In reality, the KRG consistently avoided intervening in the conflict between Turkey and the Kurdistan Workers' Party (PKK) and never laid claim to Turkey's Kurdish-majority southeast.
Around 2009-2010 ties between Ankara and Erbil thawed and both sides forged close economic and political ties.
Erdogan visited Erbil in 2011, the very first time a Turkish leader visited the region. The Turkish and Kurdish flags were flown alongside each other, a sign of changing times and of a changing Turkish perception of the region.
"We have a historic relationship with Iraq and with this beautiful region," the Turkish president said in his speech. "The security of Erbil means the security of Turkey."
Then, in November 2013, Kurdistan Region President Masoud Barzani visited the major Kurdish city of Diyarbakir (Amed) in southeast Turkey along with Erdogan. That visit was heralded as historic at the time. Barzani was accompanied by the Sivan Perwer, a Kurdish poet and singer, who had had to flee Turkey in 1976 and hadn't been back until then.
The Kurdish president made his speech — which he concluded by shouting "Long live Turk-Kurd brotherhood, long live freedom, long live peace" in Turkish – under the flags of both Turkey and Kurdistan. Erdogan, for the first time ever, publicly said the word 'Kurdistan'.
It seemed that another page had been turned on broader Turkish-Kurdish relations and a lasting peace was finally attainable..
Ultimately, the ceasefire between Turkey and the PKK broke down in July 2015. Then, for the first time, the PKK fought the Turkish military in an urban warfare campaign in the southeast that reduced several Kurdish towns, and parts of Diyarbakir to complete rubble.
Still, relations between Ankara and Erbil remained cordial. The Kurdish flag was invariably displayed, even flown over Ataturk Airport in Istanbul, when Kurdish officials visited Turkey.
"Perhaps the KRG remains the only entity in our immediate region that Ankara feels at ease with," observed Turkish journalist Cans Camlibel back in March 2017.

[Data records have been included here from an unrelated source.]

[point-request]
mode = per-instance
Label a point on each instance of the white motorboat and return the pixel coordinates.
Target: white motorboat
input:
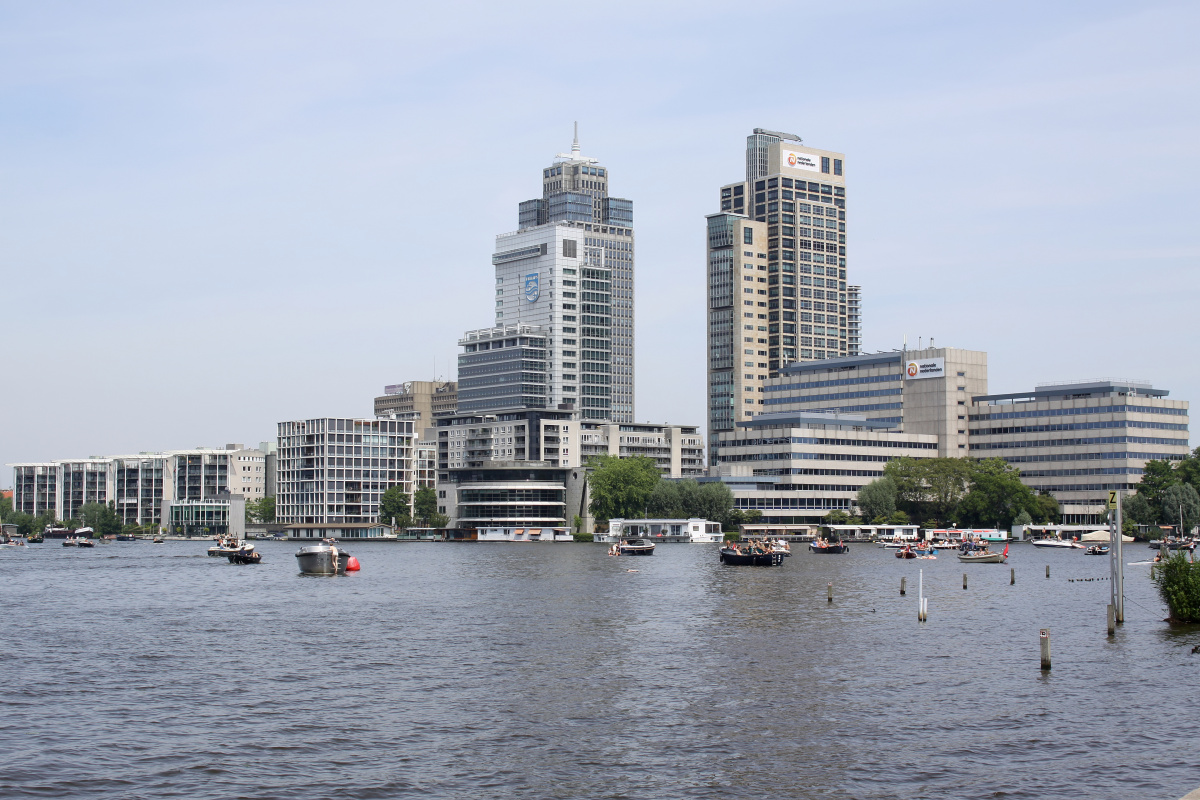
(324, 559)
(1057, 542)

While Erdogan reacted harshly and even personally attacked Barzani over the Kurdish referendum in September 2017 he never closed Turkey's border crossings to the region, as Iran did, or the pipeline that exports Kurdish oil from Kirkuk through the Turkish port of Ceyhan – although he did briefly suggest he would do so. Today, just under 18 months since the referendum, economic ties between the two are still very significant.

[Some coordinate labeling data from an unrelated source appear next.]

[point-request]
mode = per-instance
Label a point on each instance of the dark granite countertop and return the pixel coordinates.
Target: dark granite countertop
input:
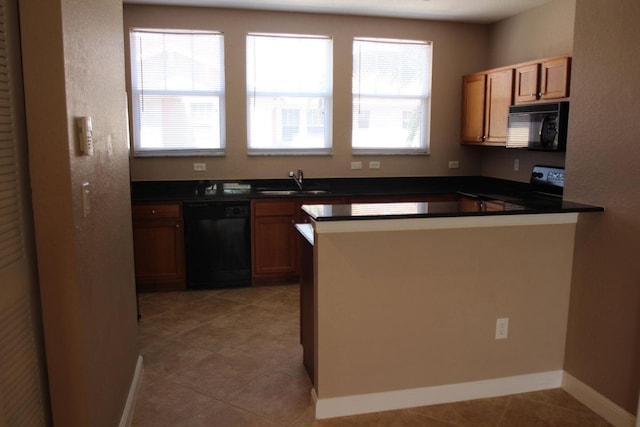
(223, 190)
(482, 196)
(469, 205)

KRG Prime Minister Nechirvan Barzani has visited Ankara since the referendum and ties remain cordial. If Turkey and the PKK ever try and establish a new ceasefire or peace accord Erbil will more likely than not prove to be an important intermediator since it desires an end to that four-decade-old conflict.
The storming of a Turkish base in Shiladze inside the Kurdistan Region by local Kurds, angry over the killing of six civilians by Turkish airstrikes the previous week, this January shows just how fed up civilians in the Kurdistan Region are of being caught up in the lengthy conflict between the PKK and Turkey.
Neither the PKK nor its affiliates have ever been leading powers in the Kurdistan Region. Turkey perceives the leading Kurdish authorities in the Democratic Union Party (PYD), as directly linked to the PKK. It used to oppose any form of Kurdish autonomy in the Kurdistan Region, arguing that it would constitute a threat, but gradually came to see the benefits of forging cordial ties with its autonomous neighbour.
Consequently, when Erdogan and members of his government or the Turkish press speak of opposing the establishment of "another northern Iraq" in northern Syria they seem to suggest that the Kurdistan Region has been nothing but a negative development for Turkey.
History shows this has not been the case and if there is a chance that northern Syria could become something even remotely resembling "another northern Iraq" then Turkey should welcome it.